Niestety technik nie potrafił mi powiedzieć, jak mam pobrać Windowsa. "Niech Pan wpisze w Google" powiedział. Gdy poprosiłem o pomoc w instalacji dowiedziałem się, że gwarancja tego nie obejmuje i mam sobie z tym poradzić sam. Jakoś sobie poradziłem przy okazji zauważając, że w wyniku awarii cały dysk HDD został zablokowany. Kolejne godziny spędziłem próbując odzyskać dane.
W piątek popołudniu chciałem zgłosić wszystkie moje problemy i złożyć reklamację przez infolinię. Pani z infolinii powiedziała, że podeśle mi adres e-mail, na który mam zgłosić reklamację. Do dzisiaj adres nie przyszedł. Dopiero kolejny konsultant, z innej infolinii podał mi maila do Pana Pawła, z działu "Customer Care" który miał mi ponoć pomóc z tą sprawą.
W poniedziałek 5 marca miał pojawić się kolejny technik, tym razem do problemu z klawiaturą.
Straciłem drugi dzień, a dane udało mi się odzyskać dopiero w poniedziałek wieczorem.
5 i 6 marca
Ponieważ klawiatura wciąż nie działa (brak podświetlenia), w poniedziałek i wtorek odwiedził mnie technik, który również nie potrafił naprawić problemu. Zasugerował wymianę urządzenia. Problem w tym, że DELL POLSKA na wymianę urządzenia każe czekać minimum 3 tygodnie, ale nikt nie potrafi powiedzieć, o ile czas oczekiwania może się wydłużyć.

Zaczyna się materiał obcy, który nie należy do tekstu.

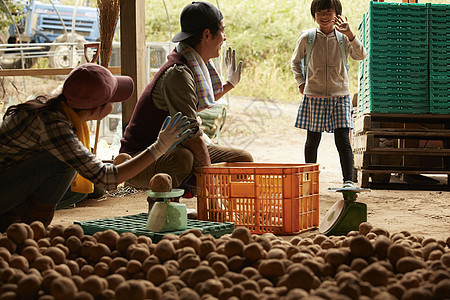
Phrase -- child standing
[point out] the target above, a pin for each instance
(326, 104)
(43, 144)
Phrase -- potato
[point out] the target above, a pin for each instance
(190, 240)
(73, 230)
(364, 228)
(55, 230)
(409, 264)
(200, 274)
(335, 257)
(442, 289)
(86, 271)
(131, 290)
(382, 243)
(134, 266)
(157, 274)
(125, 240)
(39, 230)
(161, 182)
(83, 295)
(73, 243)
(101, 269)
(395, 252)
(121, 157)
(358, 264)
(44, 242)
(56, 254)
(188, 261)
(19, 262)
(164, 250)
(219, 267)
(234, 247)
(28, 286)
(150, 261)
(430, 247)
(271, 268)
(57, 240)
(43, 263)
(416, 293)
(253, 251)
(265, 242)
(63, 270)
(63, 288)
(205, 248)
(114, 280)
(396, 290)
(380, 231)
(243, 234)
(97, 251)
(74, 267)
(17, 232)
(211, 286)
(375, 274)
(236, 263)
(109, 237)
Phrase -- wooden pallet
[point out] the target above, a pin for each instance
(400, 143)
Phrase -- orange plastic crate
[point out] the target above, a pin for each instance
(264, 197)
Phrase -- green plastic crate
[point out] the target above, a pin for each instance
(136, 224)
(439, 94)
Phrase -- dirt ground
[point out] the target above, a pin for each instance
(266, 129)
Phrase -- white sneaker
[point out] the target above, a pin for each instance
(349, 185)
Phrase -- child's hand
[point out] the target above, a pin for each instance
(301, 88)
(343, 26)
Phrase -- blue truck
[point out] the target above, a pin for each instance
(51, 30)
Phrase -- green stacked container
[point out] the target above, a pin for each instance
(394, 75)
(439, 57)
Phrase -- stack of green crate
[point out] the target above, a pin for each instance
(439, 57)
(394, 75)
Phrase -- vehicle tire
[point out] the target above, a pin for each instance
(59, 55)
(13, 62)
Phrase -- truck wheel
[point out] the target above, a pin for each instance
(13, 62)
(59, 55)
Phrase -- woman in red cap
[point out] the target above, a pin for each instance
(45, 145)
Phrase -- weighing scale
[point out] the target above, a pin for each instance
(345, 215)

Pan Paweł z obsługi klienta, mimo zapewnień, że "wie" i "rozumie" nie był zainteresowany tym, że mam wykupione bilety na lot 4 kwietnia i sprawa może się przedłużyć. Zaproponował jedynie wymianę po przylocie. Przypomnę: wymianę laptopa zalanego przez technika DELL Polska. Oto fragmenty korespondencji (pisownia oryginalna):
„Nie chciałbym obiecać Panu że cały proces zamknie się do 26 marca, ponieważ jest tutaj sporo niezależnych ode mnie czynników. Z reguły trwa to około 3 tygodni, niechciałbym żęby czułsię Pan przeze mnie oszukany jeśli potrwałoby to miesiąc.”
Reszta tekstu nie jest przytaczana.